For DBP, despite a good correlation, we observed a low level of agreement between these two methods, and HDO tended to underestimate the DBP. The measurement site in the arterial tree seems unlikely to be responsible for this finding, as DBP and MBP measurements are less dependent on the location in the arterial tree than SBP. 26 The accuracy of implanted telemetry pressure transducers is stable after instrumentation, although chronically implanted devices may undergo a slight baseline drift, which can affect both SBP and DBP. 30 In our study, the telemetry devices remained implanted for up to 3 months, but there was no change in baseline values, which were recorded prior to instrumentation and after the telemetry implant was removed, suggesting that the baseline remained stable without drift. The amplitude of the pulse pressure as measured by telemetry was typically 30–40 mmHg. When calculated from HDO measurements, the pulse pressure was above 50–70 mmHg. In people, normal pulse pressure measured at a peripheral site is 35–40 mmHg. In small mammals with greater heart rates, the pulse pressure is usually lower because of the lower stroke volume and differences in the vascular resistance. 25 Consequently, the high pulse pressures determined from HDO measurements are suspiciously high, suggesting that DBP measured with HDO was, indeed, underestimated.

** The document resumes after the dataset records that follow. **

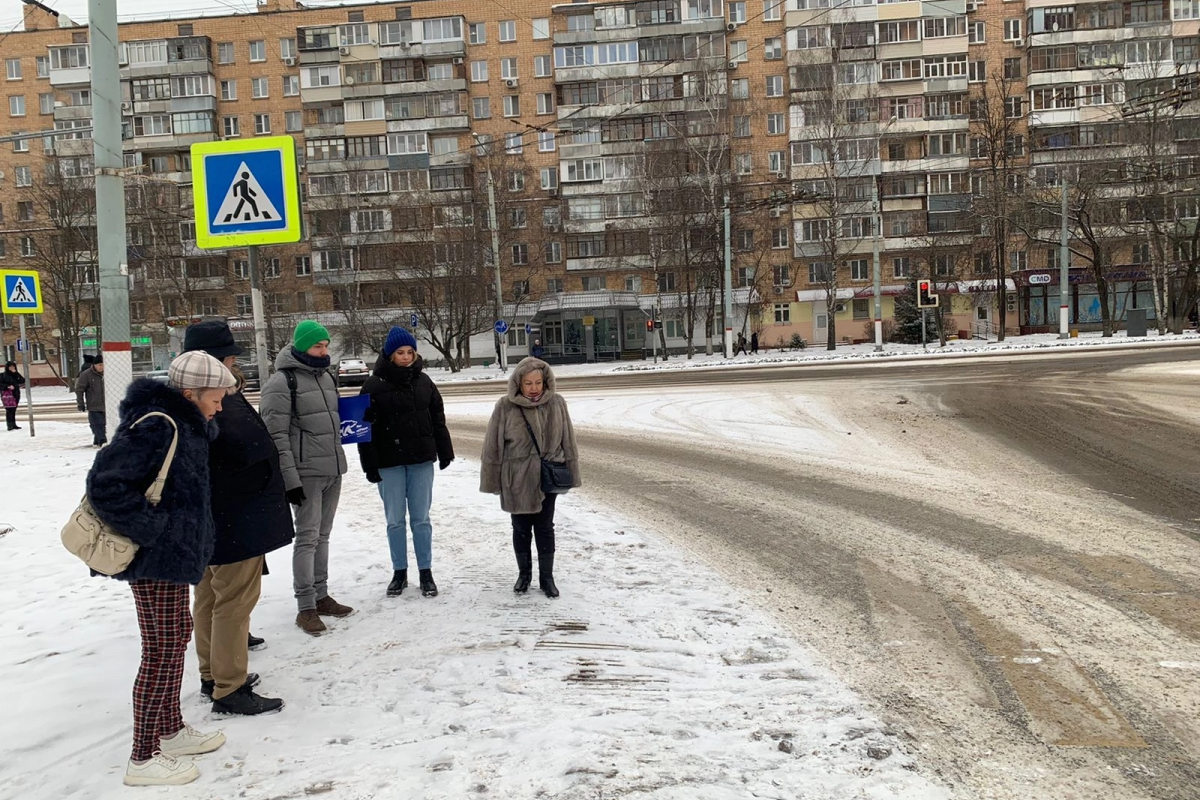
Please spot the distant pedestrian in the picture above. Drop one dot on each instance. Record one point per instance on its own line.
(10, 392)
(408, 434)
(528, 425)
(299, 407)
(251, 518)
(175, 541)
(90, 397)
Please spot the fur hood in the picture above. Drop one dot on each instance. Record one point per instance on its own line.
(523, 368)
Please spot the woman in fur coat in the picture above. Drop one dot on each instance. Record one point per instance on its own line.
(175, 541)
(511, 464)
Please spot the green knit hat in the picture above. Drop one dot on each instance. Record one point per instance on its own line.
(307, 334)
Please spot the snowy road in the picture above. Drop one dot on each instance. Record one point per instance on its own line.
(1002, 555)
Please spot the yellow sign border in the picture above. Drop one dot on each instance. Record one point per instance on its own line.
(37, 290)
(287, 148)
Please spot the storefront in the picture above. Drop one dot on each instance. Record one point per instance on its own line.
(1039, 299)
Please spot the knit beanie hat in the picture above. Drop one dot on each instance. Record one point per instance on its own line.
(307, 334)
(198, 370)
(397, 337)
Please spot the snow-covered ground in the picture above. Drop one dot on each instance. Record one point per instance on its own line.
(647, 679)
(849, 353)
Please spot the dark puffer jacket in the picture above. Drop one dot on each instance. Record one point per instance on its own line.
(177, 535)
(250, 509)
(408, 421)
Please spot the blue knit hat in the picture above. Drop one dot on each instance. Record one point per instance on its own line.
(397, 337)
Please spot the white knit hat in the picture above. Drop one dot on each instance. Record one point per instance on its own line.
(198, 370)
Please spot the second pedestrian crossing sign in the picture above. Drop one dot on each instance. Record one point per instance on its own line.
(246, 192)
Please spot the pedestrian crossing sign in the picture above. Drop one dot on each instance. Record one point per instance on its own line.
(246, 192)
(22, 293)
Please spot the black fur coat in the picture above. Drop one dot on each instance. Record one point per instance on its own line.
(175, 536)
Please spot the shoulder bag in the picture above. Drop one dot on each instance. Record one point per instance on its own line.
(94, 541)
(556, 475)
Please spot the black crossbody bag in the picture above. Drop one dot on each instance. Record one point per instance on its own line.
(556, 475)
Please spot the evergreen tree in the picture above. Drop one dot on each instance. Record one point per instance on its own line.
(907, 317)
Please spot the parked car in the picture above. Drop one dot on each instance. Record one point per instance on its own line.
(352, 372)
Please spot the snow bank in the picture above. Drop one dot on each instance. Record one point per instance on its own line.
(647, 679)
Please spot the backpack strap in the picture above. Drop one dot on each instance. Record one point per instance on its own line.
(154, 492)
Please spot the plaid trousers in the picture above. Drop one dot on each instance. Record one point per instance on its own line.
(166, 625)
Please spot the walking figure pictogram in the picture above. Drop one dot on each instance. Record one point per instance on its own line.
(245, 194)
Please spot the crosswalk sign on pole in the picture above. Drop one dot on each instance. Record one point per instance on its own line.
(22, 293)
(246, 192)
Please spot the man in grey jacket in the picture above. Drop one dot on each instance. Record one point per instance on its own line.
(90, 397)
(299, 407)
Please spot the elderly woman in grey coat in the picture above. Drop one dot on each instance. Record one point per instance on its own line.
(528, 423)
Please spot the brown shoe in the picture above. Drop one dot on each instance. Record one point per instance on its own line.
(310, 623)
(329, 607)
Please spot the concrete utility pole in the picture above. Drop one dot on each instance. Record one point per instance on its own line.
(876, 224)
(256, 302)
(729, 283)
(1063, 266)
(109, 160)
(495, 224)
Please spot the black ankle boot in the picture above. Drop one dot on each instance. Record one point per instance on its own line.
(429, 588)
(525, 572)
(546, 575)
(399, 583)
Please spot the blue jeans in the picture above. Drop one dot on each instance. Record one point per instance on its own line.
(409, 487)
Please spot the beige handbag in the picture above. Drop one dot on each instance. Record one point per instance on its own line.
(97, 545)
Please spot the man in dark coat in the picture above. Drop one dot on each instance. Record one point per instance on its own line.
(250, 511)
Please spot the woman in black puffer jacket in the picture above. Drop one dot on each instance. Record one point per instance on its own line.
(408, 433)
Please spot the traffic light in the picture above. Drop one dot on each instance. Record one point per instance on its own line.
(925, 296)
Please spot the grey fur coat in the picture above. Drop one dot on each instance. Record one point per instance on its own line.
(510, 463)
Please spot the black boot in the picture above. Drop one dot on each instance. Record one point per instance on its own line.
(525, 572)
(429, 588)
(546, 575)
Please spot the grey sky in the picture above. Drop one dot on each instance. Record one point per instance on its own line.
(137, 10)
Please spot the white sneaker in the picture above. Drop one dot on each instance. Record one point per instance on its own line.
(161, 770)
(190, 741)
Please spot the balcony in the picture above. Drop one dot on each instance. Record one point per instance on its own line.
(71, 77)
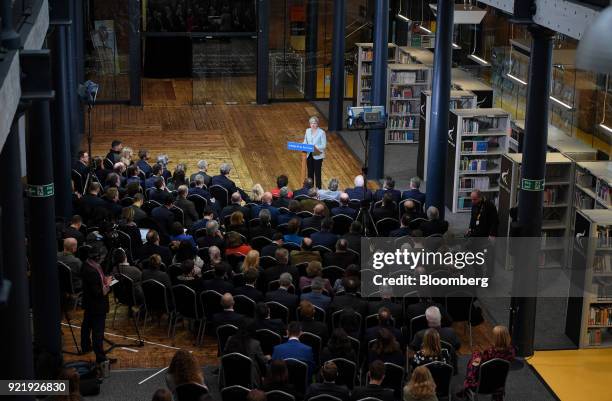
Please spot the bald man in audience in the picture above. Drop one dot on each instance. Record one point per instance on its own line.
(67, 257)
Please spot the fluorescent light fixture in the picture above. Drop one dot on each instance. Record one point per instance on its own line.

Measurement of DBP in conscious cats is considered technically challenging, and this tends to be supported by the limited amount of data for DBP in the literature compared with that for SBP. In conscious healthy cats, HDO was found to provide higher DBP estimates than a Doppler ultrasonic device, while SBP was similar. 31 However, compared with direct telemetry, the Doppler ultrasonic method is clearly less robust and questionable as a reference method. 6 This limitation has been addressed by others in conscious cats using an oscillometric device. As for HDO in the present study, it has been reported that these older oscillometric devices yield an underestimation of about 20 mmHg for both SBP and DBP. 6

Nevertheless, in other species, such as the dog, a good agreement level was found between DBP measured by telemetry and HDO at the level of the tail artery. 32 The reason why DBP measurement with HDO is slightly less comparable in cats than in dogs remains unclear. In cynomolgus monkeys 23 and in marmosets 33 HDO readings achieved at the level of the tail artery tended to be lower than with telemetry. The common feature of this species with cats, compared with dogs, is a greater heart rate level, which could affect the condition of DBP estimation with HDO.

Conclusions

When compared with the gold standard method for BP measurement in conscious animals, HDO measurement of SBP met the validation criteria of the ACVIM consensus panel, supporting the sensitivity and the robustness of this method. For DBP, HDO tended to provide mild underestimations, which may be species related. The data support that the HDO detector is the first and only validated non-invasive blood pressure device, and, as such, HDO is the only non-invasive reference technique that should be used in future validation studies. However, it should be stressed that these results were obtained in only six cats, and therefore the findings need to be confirmed in a larger number of animals. In addition, the cats involved in the present study were accustomed in advance to the measurement methods and were handled regularly. This feature differs from standard clinical practice where patients undergo blood pressure measurement less frequently. Therefore, the influence of acclimatisation and handling should be checked in clinical patients.

Acknowledgments

We acknowledge the contribution of Karine Guedes for her experimental assistance.

Footnotes

Funding: This work was supported by Novartis Animal Health Inc, Werk Rosental, Basel, Switzerland.

The authors do not have any potential conflicts of interest to declare.